D’autres négociations avec les lointains animeront la chronique. Le roi de Candie, dont on croit acquis le soutien en raison de son inimitié envers le colonisateur hollandais, est peu empressé à faciliter une implantation française à l’est de Ceylan. L’escadre partie de Brest, en 1665, à cet effet, est chassée de Trincomalé en juillet 1672 par les vaisseaux des Provinces-Unies, après un séjour de 5 mois. Plus flatteuse, la relation du voyage de l’ambassadeur de Perse Mohammed Reza Beg auprès de Louis XIV en 1715 apparaît comme une mise en scène, associant un réseau d’affidés de la France tout au long d’un parcours semé d’embûches, et destinée à montrer que la gloire du souverain s’étendait aux pays lointains. L’intervention, enfin, de la Compagnie des Indes dans les guerres birmanes montre les Français et les Anglais renvoyés dos à dos dans un conflit où ils avaient soutenu des puissances locales opposées.

Ainsi l’ouvrage est-il parvenu à « tracer l’histoire d’une adaptation, d’une mutation politique et intellectuelle qu’impliqua l’ouverture de l’Europe sur le monde ». La mondialisation de la diplomatie devenait alors une réalité. Une préoccupation centrale en ressort : le commerce, « arc boutant » des efforts accomplis par des « Français aux qualités variables » qui « négocient et discutent ». La diplomatie économique était déjà fondamentale à en croire l’importance accordée par Louis XIV au maintien des droits de pêche à Terre-Neuve lors de la négociation des Traité d’Utrecht et d’Aix-la-Chapelle, quitte à abandonner des territoires, et plus tard, par Louis XV au moment du Traité de Paris et de la perte du Canada. Saint-Domingue fait pendant avec l’industrie sucrière dont la production est la première au monde. Là se situent les deux espaces productifs pour la métropole. Il ressort par ailleurs que la diplomatie n’est pas, loin de là, l’apanage des Européens. Exigence de la neutralité par le Grand Moghol Aurengzeb en Inde, envoi par les souverains de la Côte de l’Or d’ambassadeurs en France devenus de fins connaisseurs des marchandises européennes, viennent s’ajouter au double jeu des chefs sénégambiens, au libre-arbitre sous-estimé du roi de Candie et à l’agacement de l’empereur birman, autant d’exemples d’une habileté diplomatique rivalisant avec celle des Européens.

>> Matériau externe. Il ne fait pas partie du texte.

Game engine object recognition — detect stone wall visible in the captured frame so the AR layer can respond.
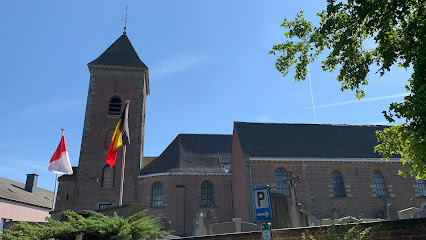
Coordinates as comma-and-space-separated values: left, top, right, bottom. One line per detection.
236, 159, 426, 221
175, 218, 426, 240
138, 173, 232, 236
74, 67, 147, 210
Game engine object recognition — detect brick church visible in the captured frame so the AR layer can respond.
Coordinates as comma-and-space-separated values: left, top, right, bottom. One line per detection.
56, 33, 426, 236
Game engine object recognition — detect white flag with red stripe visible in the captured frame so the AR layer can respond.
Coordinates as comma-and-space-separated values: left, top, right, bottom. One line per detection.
48, 134, 73, 175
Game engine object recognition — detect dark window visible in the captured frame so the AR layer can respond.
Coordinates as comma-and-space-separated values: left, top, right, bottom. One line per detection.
0, 218, 12, 233
416, 179, 426, 197
105, 129, 115, 150
101, 165, 115, 188
151, 183, 163, 208
275, 168, 291, 197
108, 97, 121, 115
373, 170, 388, 197
331, 171, 346, 197
99, 203, 112, 209
201, 181, 214, 206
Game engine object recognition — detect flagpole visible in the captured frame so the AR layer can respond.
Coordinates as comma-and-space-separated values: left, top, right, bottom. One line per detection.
118, 145, 126, 206
52, 128, 65, 211
118, 100, 130, 206
52, 173, 58, 211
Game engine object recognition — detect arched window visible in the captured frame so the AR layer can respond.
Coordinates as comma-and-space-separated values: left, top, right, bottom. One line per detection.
108, 97, 121, 115
275, 168, 291, 197
373, 170, 388, 197
201, 181, 214, 206
151, 183, 164, 208
416, 179, 426, 197
101, 165, 115, 188
331, 171, 346, 197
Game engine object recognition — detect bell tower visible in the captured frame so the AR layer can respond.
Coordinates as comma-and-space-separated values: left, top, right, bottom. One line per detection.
73, 32, 149, 210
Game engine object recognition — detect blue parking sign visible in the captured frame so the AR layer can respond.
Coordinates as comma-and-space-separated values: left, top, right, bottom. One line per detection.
252, 185, 273, 222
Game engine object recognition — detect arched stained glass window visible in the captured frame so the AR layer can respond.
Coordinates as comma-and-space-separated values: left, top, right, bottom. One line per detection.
416, 179, 426, 197
331, 171, 346, 197
373, 170, 388, 197
201, 181, 214, 206
101, 165, 115, 188
108, 97, 121, 115
151, 183, 164, 208
275, 168, 291, 197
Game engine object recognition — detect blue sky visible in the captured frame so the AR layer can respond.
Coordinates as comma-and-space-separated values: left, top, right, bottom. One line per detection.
0, 0, 410, 190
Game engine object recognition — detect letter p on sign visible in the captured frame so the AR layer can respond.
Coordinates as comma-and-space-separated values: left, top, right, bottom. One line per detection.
256, 189, 269, 209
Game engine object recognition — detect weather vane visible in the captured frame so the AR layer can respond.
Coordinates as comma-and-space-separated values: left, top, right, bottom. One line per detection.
121, 6, 129, 34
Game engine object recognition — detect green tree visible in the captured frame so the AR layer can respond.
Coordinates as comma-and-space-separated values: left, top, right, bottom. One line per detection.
269, 0, 426, 179
1, 211, 169, 240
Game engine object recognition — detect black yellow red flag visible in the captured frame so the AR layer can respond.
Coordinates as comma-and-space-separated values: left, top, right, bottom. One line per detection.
106, 102, 130, 168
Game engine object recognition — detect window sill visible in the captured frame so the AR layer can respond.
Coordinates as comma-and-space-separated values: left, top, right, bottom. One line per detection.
149, 206, 166, 209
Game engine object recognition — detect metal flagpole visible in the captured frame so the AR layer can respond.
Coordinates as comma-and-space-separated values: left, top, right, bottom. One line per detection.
118, 145, 126, 206
118, 100, 130, 206
52, 128, 65, 211
52, 173, 58, 211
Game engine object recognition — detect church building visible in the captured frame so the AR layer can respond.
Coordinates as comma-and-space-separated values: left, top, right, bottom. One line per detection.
55, 33, 426, 236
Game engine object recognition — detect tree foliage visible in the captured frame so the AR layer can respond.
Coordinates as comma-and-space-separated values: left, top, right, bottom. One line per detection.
302, 223, 372, 240
2, 211, 168, 240
269, 0, 426, 179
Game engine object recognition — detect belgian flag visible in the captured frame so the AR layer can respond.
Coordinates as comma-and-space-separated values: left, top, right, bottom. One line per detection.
106, 101, 130, 168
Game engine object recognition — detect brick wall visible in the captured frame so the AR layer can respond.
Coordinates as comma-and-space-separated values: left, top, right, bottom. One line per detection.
231, 128, 251, 222
55, 179, 75, 211
247, 161, 420, 218
138, 174, 232, 236
74, 68, 147, 210
178, 218, 426, 240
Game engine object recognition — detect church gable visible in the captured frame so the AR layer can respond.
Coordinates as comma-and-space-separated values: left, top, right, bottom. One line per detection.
235, 122, 392, 158
141, 134, 232, 175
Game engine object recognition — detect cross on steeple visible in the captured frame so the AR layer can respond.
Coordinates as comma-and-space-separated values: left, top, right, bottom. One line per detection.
121, 6, 129, 34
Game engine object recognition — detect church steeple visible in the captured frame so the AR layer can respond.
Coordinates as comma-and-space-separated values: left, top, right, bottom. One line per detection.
88, 33, 147, 68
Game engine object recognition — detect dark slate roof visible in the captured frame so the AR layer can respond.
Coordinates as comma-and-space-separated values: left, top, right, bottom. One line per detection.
0, 177, 53, 208
141, 134, 232, 175
234, 122, 387, 158
88, 34, 147, 68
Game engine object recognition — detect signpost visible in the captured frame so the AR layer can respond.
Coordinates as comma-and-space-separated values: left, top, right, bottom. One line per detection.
262, 223, 272, 240
252, 185, 273, 222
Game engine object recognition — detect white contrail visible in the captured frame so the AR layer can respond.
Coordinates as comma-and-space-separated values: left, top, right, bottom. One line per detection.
302, 93, 409, 111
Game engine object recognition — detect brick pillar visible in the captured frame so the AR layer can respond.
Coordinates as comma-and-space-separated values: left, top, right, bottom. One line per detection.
176, 185, 187, 236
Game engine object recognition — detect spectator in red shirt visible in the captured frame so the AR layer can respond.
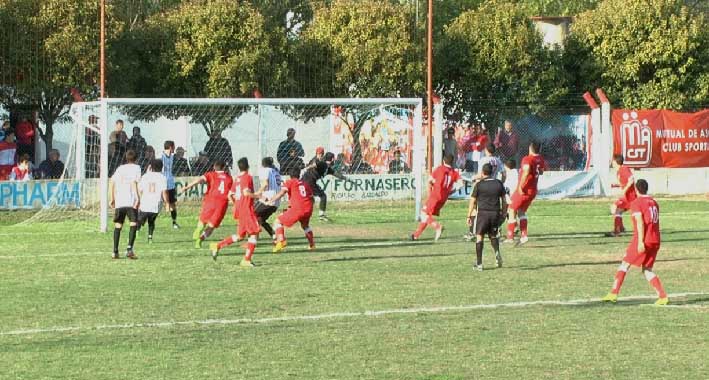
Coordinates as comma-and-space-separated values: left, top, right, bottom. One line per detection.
10, 154, 32, 181
15, 117, 34, 161
495, 120, 519, 161
0, 131, 17, 181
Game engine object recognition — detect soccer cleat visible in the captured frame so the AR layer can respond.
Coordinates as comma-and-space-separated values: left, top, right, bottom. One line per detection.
433, 226, 443, 241
209, 243, 219, 261
273, 240, 288, 253
655, 297, 670, 306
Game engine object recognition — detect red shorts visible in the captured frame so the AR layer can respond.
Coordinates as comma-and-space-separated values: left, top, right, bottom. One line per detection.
615, 197, 630, 211
199, 199, 229, 228
623, 244, 660, 268
278, 207, 313, 227
421, 198, 448, 216
510, 191, 537, 212
236, 208, 261, 237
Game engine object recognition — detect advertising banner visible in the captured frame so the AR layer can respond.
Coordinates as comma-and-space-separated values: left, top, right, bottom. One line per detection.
611, 110, 709, 168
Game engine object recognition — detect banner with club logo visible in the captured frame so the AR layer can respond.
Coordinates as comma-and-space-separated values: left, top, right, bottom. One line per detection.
611, 110, 709, 168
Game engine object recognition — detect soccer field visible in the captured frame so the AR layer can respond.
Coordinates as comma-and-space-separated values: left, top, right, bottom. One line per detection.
0, 199, 709, 379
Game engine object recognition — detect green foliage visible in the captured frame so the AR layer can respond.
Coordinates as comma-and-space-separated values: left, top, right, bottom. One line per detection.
436, 0, 568, 122
567, 0, 709, 109
301, 0, 424, 97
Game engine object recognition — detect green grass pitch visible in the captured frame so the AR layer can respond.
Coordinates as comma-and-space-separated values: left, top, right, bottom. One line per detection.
0, 199, 709, 380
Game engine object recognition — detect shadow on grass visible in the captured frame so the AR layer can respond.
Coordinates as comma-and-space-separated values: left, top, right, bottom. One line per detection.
510, 257, 709, 270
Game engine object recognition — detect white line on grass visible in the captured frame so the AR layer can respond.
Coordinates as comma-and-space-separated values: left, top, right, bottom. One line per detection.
0, 292, 709, 336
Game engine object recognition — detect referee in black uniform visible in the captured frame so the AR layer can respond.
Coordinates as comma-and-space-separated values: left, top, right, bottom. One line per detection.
468, 164, 507, 271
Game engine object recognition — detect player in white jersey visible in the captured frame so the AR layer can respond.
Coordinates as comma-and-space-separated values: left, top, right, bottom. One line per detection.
138, 160, 168, 244
162, 140, 180, 229
108, 150, 140, 259
254, 157, 282, 239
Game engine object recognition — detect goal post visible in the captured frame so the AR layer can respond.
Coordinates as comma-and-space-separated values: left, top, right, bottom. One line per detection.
71, 98, 426, 232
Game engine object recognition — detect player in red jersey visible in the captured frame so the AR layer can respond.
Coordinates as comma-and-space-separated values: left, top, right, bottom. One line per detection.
602, 179, 668, 305
180, 160, 234, 248
606, 154, 638, 236
411, 154, 460, 241
505, 141, 546, 244
269, 166, 315, 253
209, 157, 261, 268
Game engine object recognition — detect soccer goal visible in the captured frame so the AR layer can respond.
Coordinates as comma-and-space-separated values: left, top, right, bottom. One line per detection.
26, 98, 426, 231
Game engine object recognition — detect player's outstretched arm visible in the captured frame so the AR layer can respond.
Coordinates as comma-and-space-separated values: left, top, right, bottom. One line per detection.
180, 176, 207, 194
267, 189, 288, 206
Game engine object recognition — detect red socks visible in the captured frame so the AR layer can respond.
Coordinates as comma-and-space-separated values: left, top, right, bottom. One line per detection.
611, 270, 628, 295
613, 215, 624, 234
217, 235, 239, 249
244, 235, 256, 261
650, 276, 667, 298
513, 216, 527, 236
305, 228, 315, 247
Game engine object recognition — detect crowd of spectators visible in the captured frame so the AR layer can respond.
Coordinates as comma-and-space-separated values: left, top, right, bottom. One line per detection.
0, 117, 64, 181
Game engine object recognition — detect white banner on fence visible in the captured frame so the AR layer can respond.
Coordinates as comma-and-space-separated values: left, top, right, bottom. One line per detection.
0, 172, 600, 210
449, 171, 600, 199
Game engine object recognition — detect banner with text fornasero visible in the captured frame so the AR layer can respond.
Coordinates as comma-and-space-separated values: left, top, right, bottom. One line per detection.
611, 109, 709, 168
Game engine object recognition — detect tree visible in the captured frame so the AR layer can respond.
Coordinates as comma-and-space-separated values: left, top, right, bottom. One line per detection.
0, 0, 122, 157
300, 0, 424, 166
436, 0, 568, 125
567, 0, 709, 109
113, 0, 289, 135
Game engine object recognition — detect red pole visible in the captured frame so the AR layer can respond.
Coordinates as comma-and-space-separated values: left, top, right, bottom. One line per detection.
99, 0, 106, 98
426, 0, 433, 170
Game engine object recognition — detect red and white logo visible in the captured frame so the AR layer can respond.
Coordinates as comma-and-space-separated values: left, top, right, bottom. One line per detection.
620, 112, 652, 166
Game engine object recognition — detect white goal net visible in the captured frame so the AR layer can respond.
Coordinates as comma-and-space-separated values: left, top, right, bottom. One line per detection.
16, 98, 426, 231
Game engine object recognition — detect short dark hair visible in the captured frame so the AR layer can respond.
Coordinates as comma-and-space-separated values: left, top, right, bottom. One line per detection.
485, 143, 497, 154
236, 157, 249, 172
261, 157, 273, 168
288, 165, 300, 178
443, 154, 453, 165
635, 179, 648, 195
214, 160, 225, 171
150, 158, 162, 172
124, 149, 136, 164
529, 141, 541, 153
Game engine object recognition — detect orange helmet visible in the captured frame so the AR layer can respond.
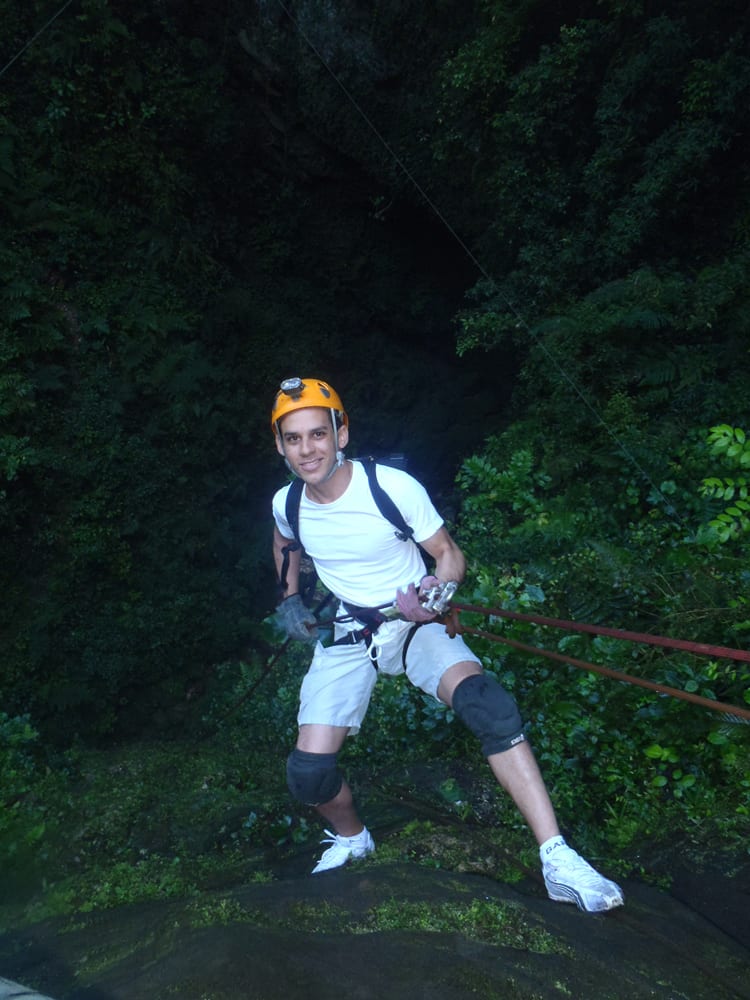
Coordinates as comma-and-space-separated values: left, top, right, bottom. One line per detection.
271, 378, 349, 434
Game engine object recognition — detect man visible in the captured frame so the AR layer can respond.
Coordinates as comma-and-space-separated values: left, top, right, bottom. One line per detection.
271, 378, 623, 912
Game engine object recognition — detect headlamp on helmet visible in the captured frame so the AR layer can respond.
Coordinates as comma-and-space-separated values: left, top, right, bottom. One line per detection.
271, 377, 349, 434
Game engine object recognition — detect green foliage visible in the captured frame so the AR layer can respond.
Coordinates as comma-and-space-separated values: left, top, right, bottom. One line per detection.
701, 424, 750, 543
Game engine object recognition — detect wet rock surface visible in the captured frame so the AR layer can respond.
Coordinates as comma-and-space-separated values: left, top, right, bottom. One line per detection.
0, 852, 750, 1000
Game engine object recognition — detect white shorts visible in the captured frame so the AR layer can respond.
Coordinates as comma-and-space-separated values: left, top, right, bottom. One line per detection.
297, 621, 480, 736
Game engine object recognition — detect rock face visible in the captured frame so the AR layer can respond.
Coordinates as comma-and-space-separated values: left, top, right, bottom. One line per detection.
0, 862, 750, 1000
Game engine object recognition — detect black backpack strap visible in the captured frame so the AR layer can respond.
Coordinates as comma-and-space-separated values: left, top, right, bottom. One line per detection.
285, 478, 305, 548
279, 479, 305, 594
362, 458, 416, 544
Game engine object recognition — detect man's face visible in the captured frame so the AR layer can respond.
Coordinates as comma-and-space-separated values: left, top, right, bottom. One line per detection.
276, 406, 349, 486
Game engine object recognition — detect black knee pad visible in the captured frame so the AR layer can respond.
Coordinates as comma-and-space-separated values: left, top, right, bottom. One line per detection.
286, 748, 344, 806
453, 674, 526, 757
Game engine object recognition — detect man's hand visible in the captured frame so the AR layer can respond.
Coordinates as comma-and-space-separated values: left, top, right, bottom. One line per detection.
276, 594, 318, 642
396, 583, 435, 622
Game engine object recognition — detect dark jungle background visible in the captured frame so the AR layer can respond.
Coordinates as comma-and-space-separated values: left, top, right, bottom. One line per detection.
0, 0, 750, 924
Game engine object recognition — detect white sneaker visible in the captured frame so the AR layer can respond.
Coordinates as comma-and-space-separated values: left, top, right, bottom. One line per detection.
542, 845, 625, 913
312, 827, 375, 875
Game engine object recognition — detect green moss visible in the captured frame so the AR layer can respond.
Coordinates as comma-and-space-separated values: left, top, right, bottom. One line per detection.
352, 899, 572, 955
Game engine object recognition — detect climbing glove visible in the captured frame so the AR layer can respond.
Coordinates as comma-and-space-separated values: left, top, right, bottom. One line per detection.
276, 594, 318, 642
396, 583, 435, 622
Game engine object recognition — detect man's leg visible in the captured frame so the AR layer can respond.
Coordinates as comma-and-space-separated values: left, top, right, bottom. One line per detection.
438, 661, 560, 845
287, 724, 375, 874
297, 725, 364, 837
438, 661, 623, 913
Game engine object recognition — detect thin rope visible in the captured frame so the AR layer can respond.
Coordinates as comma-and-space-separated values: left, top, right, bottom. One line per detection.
0, 0, 73, 77
277, 0, 685, 526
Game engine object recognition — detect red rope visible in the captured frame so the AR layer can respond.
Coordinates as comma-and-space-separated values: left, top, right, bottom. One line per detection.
446, 604, 750, 721
452, 604, 750, 663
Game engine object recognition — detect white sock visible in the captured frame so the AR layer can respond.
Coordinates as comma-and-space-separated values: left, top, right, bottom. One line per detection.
539, 834, 568, 863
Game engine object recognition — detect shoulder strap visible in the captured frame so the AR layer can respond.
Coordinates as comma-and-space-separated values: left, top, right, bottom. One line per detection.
281, 458, 416, 591
362, 458, 414, 542
279, 479, 305, 595
286, 477, 305, 546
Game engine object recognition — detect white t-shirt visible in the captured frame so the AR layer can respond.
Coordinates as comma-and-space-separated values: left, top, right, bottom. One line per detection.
273, 462, 443, 608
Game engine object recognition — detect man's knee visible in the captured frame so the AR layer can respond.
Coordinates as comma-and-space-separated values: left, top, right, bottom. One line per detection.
286, 748, 344, 806
453, 674, 526, 757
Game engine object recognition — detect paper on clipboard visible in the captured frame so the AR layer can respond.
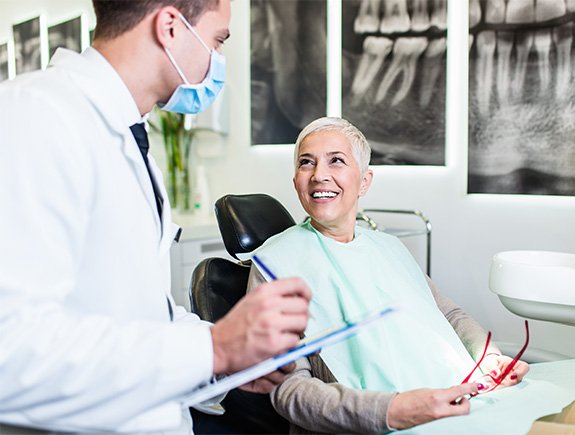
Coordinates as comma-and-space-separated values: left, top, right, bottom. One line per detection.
182, 307, 394, 407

Si l’on ajoute à cela l’étonnement, voire la réprobation, que suscite chez un missionnaire français, sur la Côte de l’Or, un pouvoir politique en grande partie contrôlé par l’opinion des sujets lors de réunions de palabres, il y a tout lieu d’affirmer que certaines sociétés, dans le monde des lointains, méritaient l’attention de la diplomatie d’alors.